– Так вы, повитуха? – удивился офицер

– Ага, – улыбнулась женщина, – здесь до сих пор чаще дома рожают. Аиша, кстати, помогает, научила её, и теперь лучше, чем у меня получается. Дар у неё какой-то, молодая совсем, а роженицы говорят: «С ней нестрашно». Она вообще очень способная и необычная девочка. Не поверите, но я сразу, как её приняла на руки, поняла это.

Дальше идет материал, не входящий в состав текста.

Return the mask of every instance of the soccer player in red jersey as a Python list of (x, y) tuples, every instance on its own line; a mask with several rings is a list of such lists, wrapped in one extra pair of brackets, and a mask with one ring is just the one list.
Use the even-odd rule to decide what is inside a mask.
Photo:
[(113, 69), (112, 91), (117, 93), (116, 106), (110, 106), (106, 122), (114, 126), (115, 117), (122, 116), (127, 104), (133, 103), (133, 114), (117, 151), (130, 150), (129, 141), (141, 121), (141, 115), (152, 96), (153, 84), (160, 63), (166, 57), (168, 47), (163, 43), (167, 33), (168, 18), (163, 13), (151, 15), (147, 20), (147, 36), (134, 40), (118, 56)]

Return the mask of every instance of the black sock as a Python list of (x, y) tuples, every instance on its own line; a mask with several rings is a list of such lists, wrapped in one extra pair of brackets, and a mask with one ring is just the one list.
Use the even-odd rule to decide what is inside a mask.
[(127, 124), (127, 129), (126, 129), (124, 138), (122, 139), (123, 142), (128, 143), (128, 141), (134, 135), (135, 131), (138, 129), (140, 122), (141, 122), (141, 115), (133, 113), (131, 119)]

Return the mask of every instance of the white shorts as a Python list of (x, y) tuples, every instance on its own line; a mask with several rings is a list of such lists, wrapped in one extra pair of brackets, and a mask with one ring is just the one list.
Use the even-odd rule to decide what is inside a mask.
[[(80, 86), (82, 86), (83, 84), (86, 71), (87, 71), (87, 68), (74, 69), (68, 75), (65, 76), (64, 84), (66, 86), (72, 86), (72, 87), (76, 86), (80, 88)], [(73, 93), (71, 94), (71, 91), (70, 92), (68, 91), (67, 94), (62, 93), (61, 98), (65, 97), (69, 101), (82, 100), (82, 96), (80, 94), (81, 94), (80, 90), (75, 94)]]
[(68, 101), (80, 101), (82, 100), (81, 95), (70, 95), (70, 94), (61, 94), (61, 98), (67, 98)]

– Почему? – не сдержался Сергей.

– Она не кричала, родившись, – за женщину ответил хозяин дома.

Мадина кинула укоризненный взгляд на мужа:

– А ты-то, прям как будто рядом был! Не кричала… Кричала, только не как все дети, – и подкрутив фитиль у керосиновой лампы, села напротив Кузнецова: – Аиша родилась молча, глазки сразу открыла. Я несколько секунд смотрю на неё – жду, а она молчит, но глазками водит по сторонам. Мать её аж привстала, «Жива ли?» – спрашивает в ужасе. А я смотрю: она дышит; и слышно, и грудь ходит. Лупает так смешно глазками, а потом раз, и заплакала, и так странно… как будто смеётся… Не поверите, она когда сейчас смеётся, сразу тот момент вспоминаю. Очень похоже, только громче и звонче. Ну а потом так вообще: в два года болтала вовсю, в пять – читала бегло, – женщина глубоко вздохнула и, закрыв лицо ладонью, всхлипнула: – Красавица такая росла, умница. С восьми лет её уже сватали, из женихов очередь стояла. У нас же как, – Мадина убрала руку и промокнула глаза полотенцем, – замуж выходят рано и к годам десяти девочки уже сосватаны, бывает в четырнадцать уже и свадьбы играют, а официально регистрируют уже потом. Иногда вообще, с рождения родители детей договариваются, кого за кого замуж выдают, кто чей жених будет.

– Мадина, – прервал её хозяин, – ну налей ты ещё гостю арака, что ты болтовнёй всё его поишь!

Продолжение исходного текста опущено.